A 4 day, single track conference about building reactive applications. Organised, curated and delivered by developers at the heart of the reactive programming community, React is your opportunity to share in their experiences and lessons learned in building some of the most complex and demanding software systems. It will bring together a small but highly influential group of developers to explore and discuss the fundamental principles of the Reactive Manifesto and why they are important for the new generation of systems being developed.
Azul CTO Gil Tene will be presenting:
Understanding Latency Tuesday, November 18 4:00pm to 5:00pm
Studying latency behavior can tell us a lot about a system. It can help us focus our efforts on the parts that matter most for keeping systems reactive and responsive. It can save us time and lead to better systems. But it is an often overlooked part of system modeling, development, testing, and monitoring efforts.
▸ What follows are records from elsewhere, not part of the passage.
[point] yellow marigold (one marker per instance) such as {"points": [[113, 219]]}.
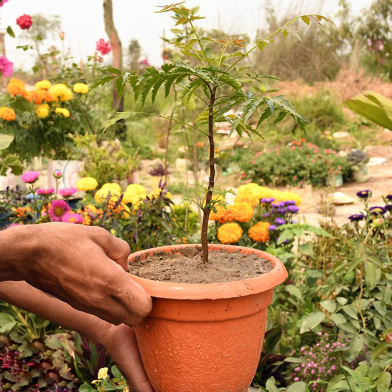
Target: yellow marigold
{"points": [[262, 192], [102, 194], [7, 114], [42, 111], [229, 233], [60, 92], [87, 184], [40, 96], [246, 188], [64, 112], [43, 85], [286, 196], [80, 88], [112, 185], [220, 215], [241, 212], [247, 198], [136, 188], [259, 232]]}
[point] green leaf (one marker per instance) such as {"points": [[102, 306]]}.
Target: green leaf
{"points": [[293, 290], [299, 386], [10, 32], [379, 349], [311, 321], [5, 141], [383, 382], [338, 318], [329, 305]]}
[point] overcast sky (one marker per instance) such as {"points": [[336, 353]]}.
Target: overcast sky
{"points": [[82, 21]]}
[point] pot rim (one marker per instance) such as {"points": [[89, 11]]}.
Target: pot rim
{"points": [[212, 291]]}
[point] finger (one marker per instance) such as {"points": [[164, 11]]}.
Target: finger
{"points": [[116, 249], [132, 296]]}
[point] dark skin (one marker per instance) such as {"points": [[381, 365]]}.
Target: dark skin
{"points": [[57, 258]]}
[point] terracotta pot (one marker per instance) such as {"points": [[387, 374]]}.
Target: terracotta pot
{"points": [[205, 337]]}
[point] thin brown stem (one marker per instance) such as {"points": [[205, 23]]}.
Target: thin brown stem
{"points": [[211, 182]]}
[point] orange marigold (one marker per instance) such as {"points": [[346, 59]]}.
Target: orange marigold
{"points": [[241, 212], [7, 114], [229, 233], [259, 232]]}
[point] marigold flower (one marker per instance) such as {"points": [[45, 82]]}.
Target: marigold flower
{"points": [[87, 184], [80, 88], [259, 232], [7, 114], [43, 85], [6, 66], [112, 185], [136, 188], [64, 112], [230, 233], [103, 47], [241, 212], [30, 177], [24, 22], [57, 209], [72, 217], [60, 93], [42, 111]]}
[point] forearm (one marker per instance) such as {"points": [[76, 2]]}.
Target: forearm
{"points": [[23, 295]]}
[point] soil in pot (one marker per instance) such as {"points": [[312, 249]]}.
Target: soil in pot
{"points": [[187, 267]]}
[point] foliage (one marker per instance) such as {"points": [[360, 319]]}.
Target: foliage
{"points": [[107, 162], [372, 106], [295, 164]]}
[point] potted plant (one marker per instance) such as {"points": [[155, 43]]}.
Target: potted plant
{"points": [[206, 329], [358, 159]]}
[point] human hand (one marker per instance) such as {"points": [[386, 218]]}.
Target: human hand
{"points": [[83, 266]]}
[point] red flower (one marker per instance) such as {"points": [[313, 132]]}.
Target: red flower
{"points": [[103, 47], [24, 22]]}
In this talk, Gil Tene will discuss various characteristic behavior patterns of latency behavior, and show what we can learn about systems by simply observing their latency behavior in detail, and in the context that matters to the system at hand. The latency involved in “from stand-still” reaction to a single event is different from the latency involved in processing a message coming off of a hot stream. The latency behavior experienced when waiting in line in a queue is different from the one seen when traversing a constant length operation or physical distance. We’ll discuss the implications of these and other characteristics on the way system behave in the real world, and on the information we need to gather when testing systems in order to understand their reaction and responsiveness.
Full-day Workshop: Understanding Latency & Application Responsiveness Thursday, November 20 AND Friday, November 21 9AM to 5 PM Managing, monitoring, and improving application responsiveness is a common need for many software professionals. Whether you develop Java applications or manage them, understanding application responsiveness and the major mechanisms that affect it is key to achieving successful applications and happy users. In this workshop, Gil Tene (CTO, Azul Systems) will provide an in-depth overview of Latency and Response Time Characterization, including proven methodologies for measuring, reporting, and investigating latencies, and and overview of some common pitfalls encountered (far too often) in the field. While most of this discussion will apply to all application environments, some specific considerations in JVM based environments will be covered as part of this workshop.
Our discussion will include an exploration of of the common needs and motivations for understanding the behavior of application response time and latency, and ways to successfully capture these descriptions and relate them to business needs. However, even good characterization of bad data is useless. If measurements of response time present false or misleading latency information, even the best analysis can lead to wrong operational decisions and poor application experience. Gil will demonstrate and discusses some common pitfalls, false assumptions and problematic measurement techniques that lead to dramatically incorrect reporting results, and will explain how these false measurements naturally occur using the most common measurement methods and tools in use today. We will discuss the coordinated data omission problem, and ways to work around it, and will introduce and demonstrate how simple and recently open sourced tools can be used to improve and gain higher confidence in both latency measurement and reporting.
Garbage Collection, in platforms that use it, is often dominantly responsible for application responsiveness and latency behavior. Gil will review and classify the various garbage collectors and collection techniques available in managed runtimes today. We will define terms and metrics common to all collectors, classify some commonly available collector mechanisms, and discuss the tradeoffs involved in balancing responsiveness requirements against other concerns (like throughput, space, etc.). We will include an interactive discussion of how these tradeoffs play off in the real world.
WHO SHOULD ATTEND Software developers, architects, technical leaders and anyone with an interest in designing or measuring for latency in software environments.